Lá teve de se sentar ao meu lado. Custou. Anda há que tempos, desde as desculpas –
note to self: nunca mais pedir desculpa com a mão no ombro de ninguém!, a sentar-se bem lá à frente, bem de frente para mim, a reproduzir, com muita força, o olhar de um Celso de há mais de dez anos até os nossos olhares se encontrarem. Anda há que tempos a esticar-se muito acrobaticamente, em espreguiçadelas que não lembram a ninguém, para onde quer que me vire. Anda a migrar de mim para as meninas do grupo que se apressam comigo para a saída num pêndulo constante de olhos com fita métrica incorporada.
Por isso hoje talvez tenha custado, custou, mas não teve outro remédio, lá tirou a mochila e se sentou.

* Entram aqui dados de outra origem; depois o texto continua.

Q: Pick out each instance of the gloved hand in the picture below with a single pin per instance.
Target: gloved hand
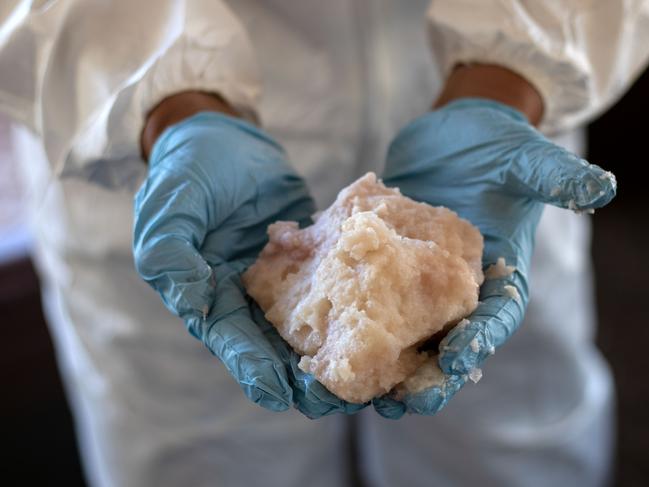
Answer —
(483, 160)
(214, 184)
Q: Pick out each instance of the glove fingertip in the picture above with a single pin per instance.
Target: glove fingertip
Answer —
(389, 408)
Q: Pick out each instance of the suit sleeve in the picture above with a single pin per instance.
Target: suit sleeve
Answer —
(582, 55)
(83, 74)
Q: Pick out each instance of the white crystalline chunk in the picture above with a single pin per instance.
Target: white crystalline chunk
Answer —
(499, 269)
(426, 376)
(304, 363)
(610, 176)
(362, 288)
(475, 375)
(512, 292)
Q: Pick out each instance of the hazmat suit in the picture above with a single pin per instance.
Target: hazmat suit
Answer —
(340, 79)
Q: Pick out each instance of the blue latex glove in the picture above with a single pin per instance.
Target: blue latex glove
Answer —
(483, 160)
(214, 184)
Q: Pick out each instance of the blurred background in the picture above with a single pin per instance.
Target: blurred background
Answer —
(37, 427)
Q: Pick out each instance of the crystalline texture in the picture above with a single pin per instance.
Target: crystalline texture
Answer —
(361, 289)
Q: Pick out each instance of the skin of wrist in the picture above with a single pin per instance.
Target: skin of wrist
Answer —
(176, 108)
(495, 83)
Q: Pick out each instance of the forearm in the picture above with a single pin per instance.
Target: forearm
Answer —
(177, 107)
(495, 83)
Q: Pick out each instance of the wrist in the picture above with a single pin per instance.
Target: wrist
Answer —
(495, 83)
(176, 108)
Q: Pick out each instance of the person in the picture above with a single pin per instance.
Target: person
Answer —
(100, 86)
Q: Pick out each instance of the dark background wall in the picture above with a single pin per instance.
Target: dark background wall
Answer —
(619, 141)
(37, 429)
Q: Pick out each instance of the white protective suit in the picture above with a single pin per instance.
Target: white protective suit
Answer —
(152, 406)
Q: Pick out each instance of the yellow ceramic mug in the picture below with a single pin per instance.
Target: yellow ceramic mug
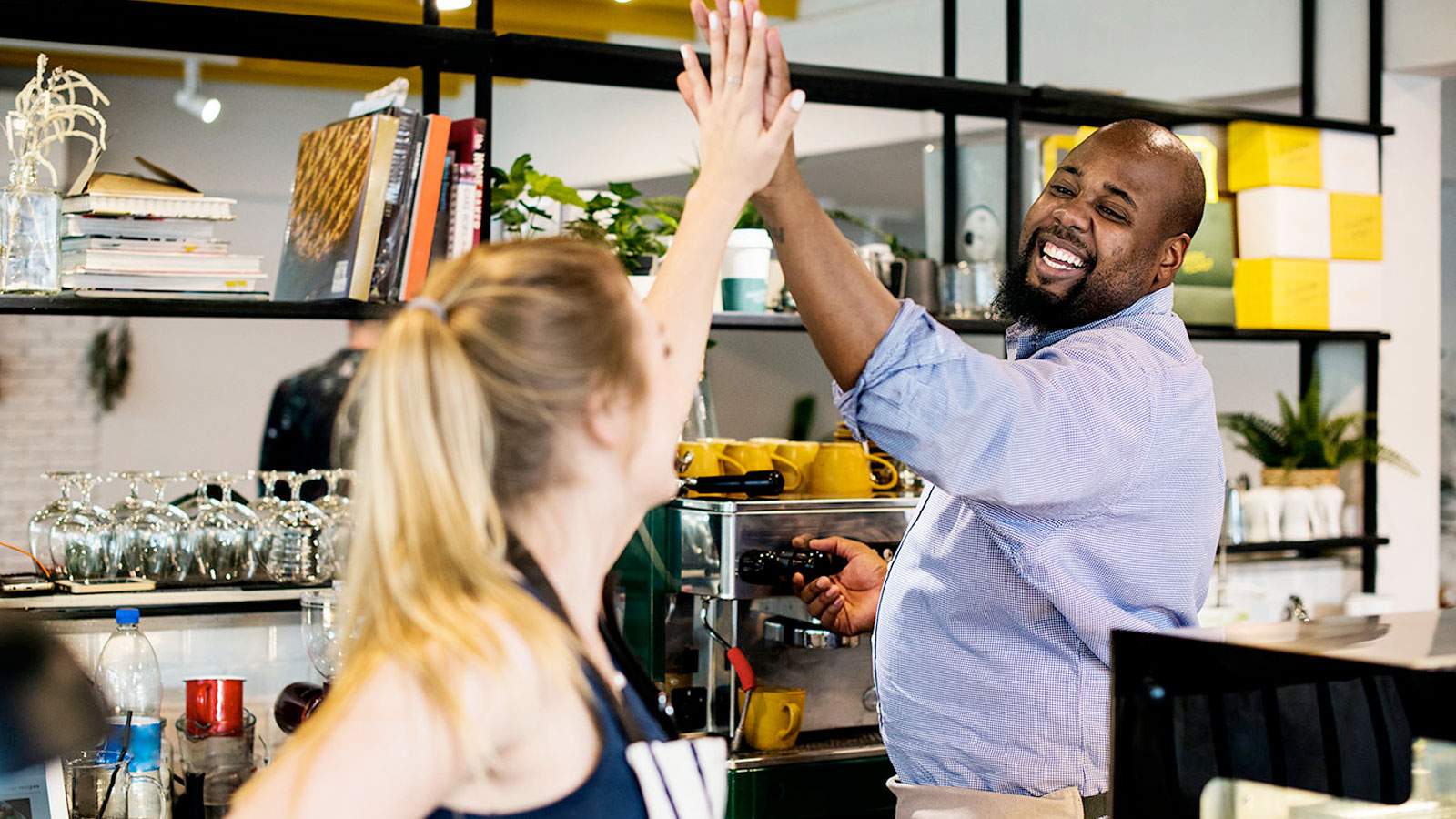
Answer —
(754, 457)
(842, 470)
(706, 460)
(774, 719)
(801, 453)
(718, 443)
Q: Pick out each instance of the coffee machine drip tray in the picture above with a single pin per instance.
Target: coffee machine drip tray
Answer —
(814, 746)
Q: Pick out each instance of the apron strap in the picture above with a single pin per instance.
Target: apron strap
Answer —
(536, 581)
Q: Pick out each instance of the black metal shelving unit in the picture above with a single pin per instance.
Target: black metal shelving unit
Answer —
(484, 55)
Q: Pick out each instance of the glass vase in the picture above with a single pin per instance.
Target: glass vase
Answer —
(29, 237)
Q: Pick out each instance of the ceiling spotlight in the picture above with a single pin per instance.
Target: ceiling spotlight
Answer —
(189, 96)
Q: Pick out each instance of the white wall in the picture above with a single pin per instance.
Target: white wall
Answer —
(1410, 373)
(200, 388)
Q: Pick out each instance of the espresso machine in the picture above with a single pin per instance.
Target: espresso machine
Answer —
(732, 561)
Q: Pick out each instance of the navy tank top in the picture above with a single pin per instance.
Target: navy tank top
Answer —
(612, 790)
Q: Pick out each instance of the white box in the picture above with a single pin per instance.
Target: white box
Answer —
(1350, 162)
(1283, 223)
(1356, 295)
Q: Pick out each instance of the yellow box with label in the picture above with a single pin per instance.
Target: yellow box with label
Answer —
(1281, 295)
(1263, 153)
(1356, 227)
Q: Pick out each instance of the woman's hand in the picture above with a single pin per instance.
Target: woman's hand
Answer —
(742, 137)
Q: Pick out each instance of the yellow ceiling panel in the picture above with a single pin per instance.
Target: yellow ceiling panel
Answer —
(662, 18)
(574, 19)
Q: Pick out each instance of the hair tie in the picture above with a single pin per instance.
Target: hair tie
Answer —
(427, 305)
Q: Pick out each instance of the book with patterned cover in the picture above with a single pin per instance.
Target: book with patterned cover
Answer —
(337, 210)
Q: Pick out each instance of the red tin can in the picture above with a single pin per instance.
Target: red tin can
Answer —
(215, 704)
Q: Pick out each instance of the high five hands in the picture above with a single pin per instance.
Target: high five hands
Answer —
(744, 108)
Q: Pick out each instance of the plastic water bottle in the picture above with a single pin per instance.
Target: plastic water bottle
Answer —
(130, 680)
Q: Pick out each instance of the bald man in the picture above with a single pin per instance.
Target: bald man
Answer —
(1075, 487)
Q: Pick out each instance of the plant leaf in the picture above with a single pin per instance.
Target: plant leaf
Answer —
(623, 189)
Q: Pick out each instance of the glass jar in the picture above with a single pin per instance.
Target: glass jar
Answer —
(29, 235)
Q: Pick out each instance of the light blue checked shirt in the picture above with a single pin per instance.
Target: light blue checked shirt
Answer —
(1077, 487)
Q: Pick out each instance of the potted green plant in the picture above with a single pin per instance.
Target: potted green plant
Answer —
(517, 198)
(632, 229)
(1307, 446)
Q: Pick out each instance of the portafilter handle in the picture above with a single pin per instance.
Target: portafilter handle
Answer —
(753, 484)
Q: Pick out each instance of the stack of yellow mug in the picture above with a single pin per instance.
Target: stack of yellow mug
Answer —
(810, 468)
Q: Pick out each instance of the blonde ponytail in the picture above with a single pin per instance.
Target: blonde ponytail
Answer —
(458, 419)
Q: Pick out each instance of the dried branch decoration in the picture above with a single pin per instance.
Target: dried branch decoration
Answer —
(50, 109)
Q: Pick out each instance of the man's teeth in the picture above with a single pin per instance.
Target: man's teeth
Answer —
(1067, 258)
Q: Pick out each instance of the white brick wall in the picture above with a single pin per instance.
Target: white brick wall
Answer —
(47, 416)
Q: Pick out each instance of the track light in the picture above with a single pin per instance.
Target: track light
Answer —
(189, 96)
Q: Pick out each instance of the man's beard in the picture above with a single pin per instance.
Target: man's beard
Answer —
(1085, 302)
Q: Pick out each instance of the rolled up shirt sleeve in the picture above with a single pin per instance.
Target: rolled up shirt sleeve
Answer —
(1059, 431)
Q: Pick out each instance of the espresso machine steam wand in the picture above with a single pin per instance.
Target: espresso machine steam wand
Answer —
(740, 666)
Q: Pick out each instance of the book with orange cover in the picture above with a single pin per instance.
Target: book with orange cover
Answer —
(337, 210)
(427, 206)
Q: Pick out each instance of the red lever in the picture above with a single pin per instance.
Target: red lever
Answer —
(740, 665)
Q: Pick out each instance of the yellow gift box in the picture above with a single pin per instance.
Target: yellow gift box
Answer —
(1263, 153)
(1281, 295)
(1356, 228)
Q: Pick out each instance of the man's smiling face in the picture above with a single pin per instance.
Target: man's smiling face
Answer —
(1106, 230)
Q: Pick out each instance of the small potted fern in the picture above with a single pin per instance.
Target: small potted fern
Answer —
(1307, 446)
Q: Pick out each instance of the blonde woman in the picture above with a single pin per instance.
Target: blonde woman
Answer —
(514, 426)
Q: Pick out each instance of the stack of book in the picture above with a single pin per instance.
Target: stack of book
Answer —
(130, 237)
(376, 198)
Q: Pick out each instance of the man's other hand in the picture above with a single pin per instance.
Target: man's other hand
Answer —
(844, 602)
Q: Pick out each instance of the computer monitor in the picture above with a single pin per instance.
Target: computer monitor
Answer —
(34, 793)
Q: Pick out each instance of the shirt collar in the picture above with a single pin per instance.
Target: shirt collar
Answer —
(1024, 339)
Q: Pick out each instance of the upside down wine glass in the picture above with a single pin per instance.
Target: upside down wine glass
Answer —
(296, 548)
(145, 537)
(223, 532)
(41, 522)
(341, 516)
(268, 501)
(80, 538)
(179, 561)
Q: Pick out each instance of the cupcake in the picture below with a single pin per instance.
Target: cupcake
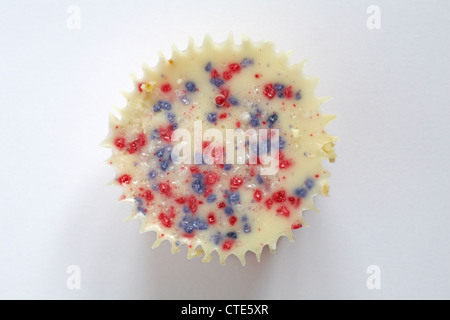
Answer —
(220, 148)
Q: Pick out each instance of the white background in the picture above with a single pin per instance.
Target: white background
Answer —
(389, 204)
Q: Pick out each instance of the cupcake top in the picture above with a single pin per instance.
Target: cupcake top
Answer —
(220, 148)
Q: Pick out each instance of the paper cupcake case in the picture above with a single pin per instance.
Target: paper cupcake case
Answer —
(229, 208)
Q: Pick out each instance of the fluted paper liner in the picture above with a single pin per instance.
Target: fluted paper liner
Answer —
(302, 128)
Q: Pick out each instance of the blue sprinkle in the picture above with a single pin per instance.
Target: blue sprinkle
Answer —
(309, 183)
(232, 235)
(188, 228)
(233, 198)
(190, 86)
(198, 186)
(166, 105)
(301, 192)
(229, 210)
(152, 174)
(185, 100)
(211, 117)
(278, 86)
(156, 108)
(217, 82)
(211, 198)
(272, 119)
(233, 101)
(160, 152)
(164, 165)
(187, 224)
(254, 121)
(155, 134)
(217, 238)
(171, 117)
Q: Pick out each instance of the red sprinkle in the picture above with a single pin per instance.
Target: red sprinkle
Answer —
(214, 74)
(124, 179)
(141, 139)
(288, 92)
(235, 67)
(148, 195)
(225, 93)
(283, 211)
(279, 196)
(120, 143)
(211, 218)
(166, 87)
(292, 200)
(193, 204)
(166, 132)
(269, 91)
(180, 200)
(227, 75)
(207, 192)
(236, 182)
(227, 245)
(165, 220)
(257, 195)
(164, 188)
(268, 203)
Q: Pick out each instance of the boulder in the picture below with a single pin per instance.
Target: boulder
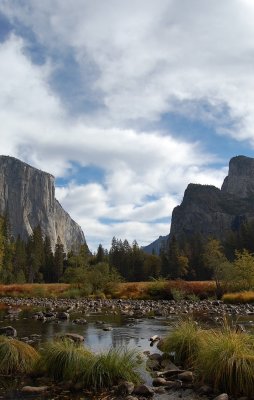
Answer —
(143, 390)
(34, 389)
(74, 336)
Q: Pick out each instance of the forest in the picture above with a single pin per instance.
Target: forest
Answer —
(192, 258)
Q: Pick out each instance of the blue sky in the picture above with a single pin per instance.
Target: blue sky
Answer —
(125, 103)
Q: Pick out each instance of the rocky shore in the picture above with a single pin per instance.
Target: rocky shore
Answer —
(168, 380)
(137, 308)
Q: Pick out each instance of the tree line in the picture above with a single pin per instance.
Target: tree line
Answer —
(34, 260)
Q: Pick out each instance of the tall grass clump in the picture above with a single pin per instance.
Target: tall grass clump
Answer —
(107, 369)
(63, 359)
(184, 341)
(16, 357)
(226, 361)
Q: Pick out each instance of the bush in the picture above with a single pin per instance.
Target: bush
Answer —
(226, 360)
(16, 357)
(184, 341)
(108, 369)
(63, 359)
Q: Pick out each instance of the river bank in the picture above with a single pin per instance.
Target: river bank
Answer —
(104, 323)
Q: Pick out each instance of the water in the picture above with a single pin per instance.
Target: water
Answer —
(126, 332)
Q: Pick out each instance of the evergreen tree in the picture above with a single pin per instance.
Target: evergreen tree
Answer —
(48, 264)
(20, 261)
(35, 250)
(59, 257)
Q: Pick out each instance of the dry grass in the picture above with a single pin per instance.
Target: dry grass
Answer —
(240, 297)
(139, 290)
(126, 290)
(34, 289)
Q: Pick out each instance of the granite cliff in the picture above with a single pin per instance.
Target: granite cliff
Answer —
(213, 212)
(209, 211)
(27, 196)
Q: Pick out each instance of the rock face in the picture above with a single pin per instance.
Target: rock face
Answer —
(27, 195)
(209, 211)
(155, 246)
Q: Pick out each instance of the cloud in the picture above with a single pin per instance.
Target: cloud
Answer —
(148, 59)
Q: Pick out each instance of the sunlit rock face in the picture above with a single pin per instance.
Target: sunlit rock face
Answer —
(27, 197)
(209, 211)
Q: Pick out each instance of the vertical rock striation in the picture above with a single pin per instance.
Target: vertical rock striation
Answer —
(27, 196)
(209, 211)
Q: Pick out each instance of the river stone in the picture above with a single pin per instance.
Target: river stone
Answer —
(205, 390)
(155, 356)
(160, 344)
(63, 315)
(34, 389)
(186, 376)
(153, 364)
(159, 382)
(8, 331)
(124, 388)
(222, 396)
(143, 390)
(168, 365)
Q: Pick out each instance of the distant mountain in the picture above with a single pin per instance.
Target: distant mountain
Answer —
(27, 197)
(211, 212)
(155, 246)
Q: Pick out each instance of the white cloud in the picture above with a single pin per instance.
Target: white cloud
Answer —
(152, 57)
(149, 58)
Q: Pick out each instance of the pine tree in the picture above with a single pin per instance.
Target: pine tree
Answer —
(59, 257)
(35, 250)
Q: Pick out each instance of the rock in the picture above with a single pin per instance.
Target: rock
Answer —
(34, 389)
(222, 396)
(154, 338)
(74, 336)
(143, 390)
(155, 356)
(63, 315)
(8, 331)
(160, 344)
(167, 364)
(124, 388)
(214, 212)
(153, 365)
(28, 195)
(205, 390)
(159, 382)
(186, 376)
(107, 328)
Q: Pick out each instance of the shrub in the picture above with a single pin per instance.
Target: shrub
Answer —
(178, 294)
(64, 359)
(108, 369)
(16, 357)
(227, 361)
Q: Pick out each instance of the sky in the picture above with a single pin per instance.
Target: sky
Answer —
(126, 102)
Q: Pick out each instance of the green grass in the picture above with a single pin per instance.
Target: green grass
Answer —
(109, 368)
(63, 359)
(184, 341)
(16, 357)
(226, 360)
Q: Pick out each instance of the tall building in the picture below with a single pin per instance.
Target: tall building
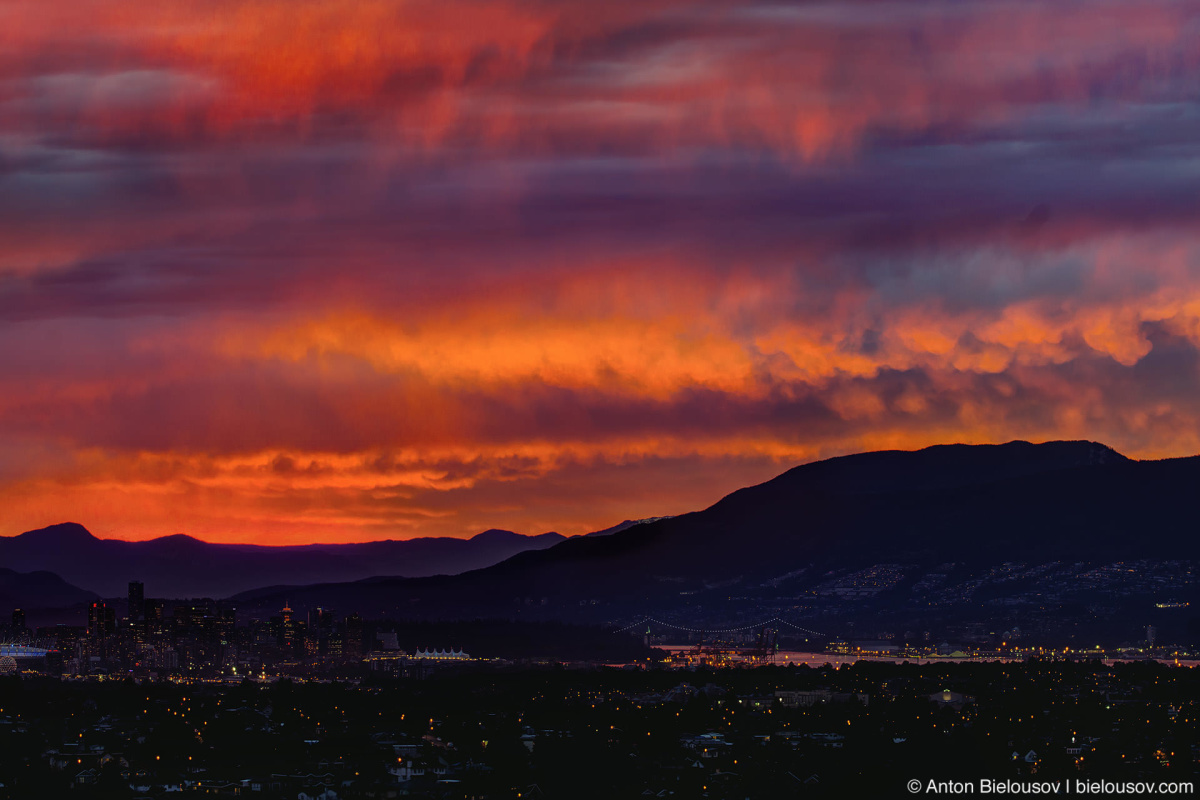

E virou-se para o lado dos amigos e voltou-se para a frente e virou-se para o meu lado, e olhou-me a bochecha primeiro – devia estar a contar os sinais – e depois o sol lá fora, como eu, e voltou-se novamente e roeu as unhas, e espreitou o meu
i-pod dentro da mala e olhou lá para fora outra vez e voltou a virar-se para os amigos e, aos bocadinhos, foi repousando no meu sossego – uma das minhas mais acarinhadas especialidades: sossegar gente do tipo adolescente – foi ficando mais e mais descansado, costas todas no banco, olhar sereno. E então fechei os olhos, a música era muito boa, e encostei a cabeça ao meu banco até chegarmos a Braga.
(E ele se levantar logo para eu passar e ele poder sacar dos olhos a fita métrica do costume.)